Set up plugin log messages¶
In addition to these user focused methods, you can set up plugin debug logs and messages during development. You can either use napari specific functions
, or built in Python logging.
Tip
A logging library, like loguru, can be easier to get started with than the built in Python logging library.
Below is an example of establishing debug messages and logs in your code and viewing them in napari by setting the preferences for GUI notifications and console notifications to be at the debug level. We modify the example function from before to have a debug log message:
import logging
import sys
from napari.utils.notifications import (
notification_manager,
Notification,
NotificationSeverity,
show_console_notification,
)
my_plugin_logger = logging.getLogger("napari_simple_reload")
stdout_handler = logging.StreamHandler(sys.stderr)
stdout_handler.setFormatter(
logging.Formatter(
fmt="%(levelname)s: %(asctime)s %(message)s",
datefmt="%d/%m/%Y %I:%M:%S %p"
)
)
my_plugin_logger.addHandler(stdout_handler)
my_plugin_logger.setLevel(logging.WARNING)
def show_debug(message: str):
"""
Show a debug message in the notification manager.
"""
notification_ = Notification(
message, severity=NotificationSeverity.DEBUG)

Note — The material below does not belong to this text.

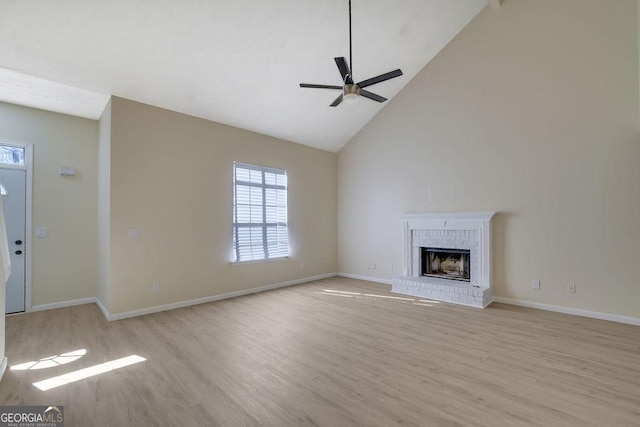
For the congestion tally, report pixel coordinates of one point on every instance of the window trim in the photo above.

# Show message in the console only
show_console_notification(notification_)
# Show message in console and the napari GUI
notification_manager.dispatch(notification_)
# Control level of shown messages via napari preferences
def example(input_string: str) -> str:
output_string = (
f"You entered {input_string}!"
if input_string
else "Please enter something in the text box."
)
show_debug(f"The input string was (napari): {input_string}")
my_plugin_logger.debug(
f"The input string was (logging): {input_string}")
print(output_string)
return output_string
Viewing plugin log messages¶
Launch the viewer with the napari notification levels set to debug and your plugin logger level set to debug:
# example_notication.py
import logging
from napari.settings import get_settings
from napari import run, Viewer
settings = get_settings()
settings.application.console_notification_level = "debug"

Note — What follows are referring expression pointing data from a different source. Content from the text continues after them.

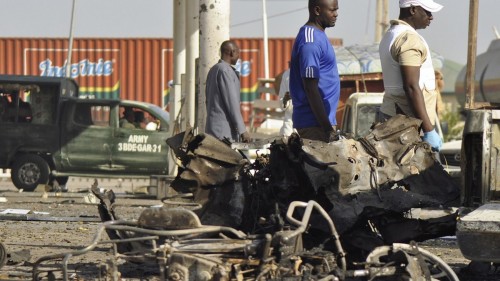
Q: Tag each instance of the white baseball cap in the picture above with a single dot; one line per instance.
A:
(428, 5)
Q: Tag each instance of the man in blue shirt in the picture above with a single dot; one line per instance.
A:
(314, 78)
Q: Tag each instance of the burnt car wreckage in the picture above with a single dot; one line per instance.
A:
(306, 211)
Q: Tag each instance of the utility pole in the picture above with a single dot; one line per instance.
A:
(214, 29)
(192, 53)
(70, 47)
(470, 73)
(381, 19)
(175, 98)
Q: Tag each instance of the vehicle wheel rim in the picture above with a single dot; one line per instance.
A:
(29, 173)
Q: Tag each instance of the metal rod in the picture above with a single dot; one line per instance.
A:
(70, 47)
(470, 79)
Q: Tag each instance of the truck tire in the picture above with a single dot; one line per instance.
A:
(29, 171)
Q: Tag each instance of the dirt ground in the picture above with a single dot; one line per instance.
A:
(64, 222)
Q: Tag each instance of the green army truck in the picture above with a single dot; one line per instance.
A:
(49, 134)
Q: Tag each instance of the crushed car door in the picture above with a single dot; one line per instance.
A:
(87, 138)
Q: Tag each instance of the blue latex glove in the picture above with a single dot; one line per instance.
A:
(433, 139)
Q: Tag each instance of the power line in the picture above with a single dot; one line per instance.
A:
(269, 17)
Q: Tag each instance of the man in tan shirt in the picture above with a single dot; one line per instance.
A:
(409, 80)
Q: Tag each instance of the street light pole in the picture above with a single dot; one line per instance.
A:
(266, 48)
(470, 74)
(70, 47)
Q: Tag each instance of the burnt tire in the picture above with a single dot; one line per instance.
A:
(29, 171)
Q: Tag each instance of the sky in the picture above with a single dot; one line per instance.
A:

settings.application.gui_notification_level = "debug"
viewer = Viewer()
viewer.window.add_plugin_dock_widget(
"napari-simple-reload", "Autogenerated"
)
logging.getLogger("napari_simple_reload").setLevel(logging.DEBUG)
run()
Running this script with python example_notification.py
and entering fast into the input text box and clicking run you should then see:
DEBUG: The input string was (napari): fast
# A GUI notification of the same
DEBUG: The input string was (napari): fast
DEBUG: 20/09/2022 05:59:23 PM The input string was (logging): fast
'You entered fast!'
The full code changes and new files after applying the changes to the plugin in each step of the examples are here.
Debugging segfaults/memory violation errors¶
If napari crashes with a segfault or memory violation error when using your plugin it may be connected with setting some viewer/layers properties outside main thread. Because of the limitations of the Qt library, such interactions with napari may lead to a crash.
To test if this is the case, you can use the NAPARI_ENSURE_PLUGIN_MAIN_THREAD
environment variable to help debug the issue.
Set the environement variable: NAPARI_ENSURE_PLUGIN_MAIN_THREAD=1
, then start napari and run your plugin.
NAPARI_ENSURE_PLUGIN_MAIN_THREAD=1 napari
Next, start using your plugin and observe if
RuntimeError("Setting attributes on a napari object is only allowed from the main Qt thread.")
occurred. If so, then you need to make sure that all of your plugin code that interacts with napari structures is executed
in the main thread. For more details you could read the multithreading section of the documentation.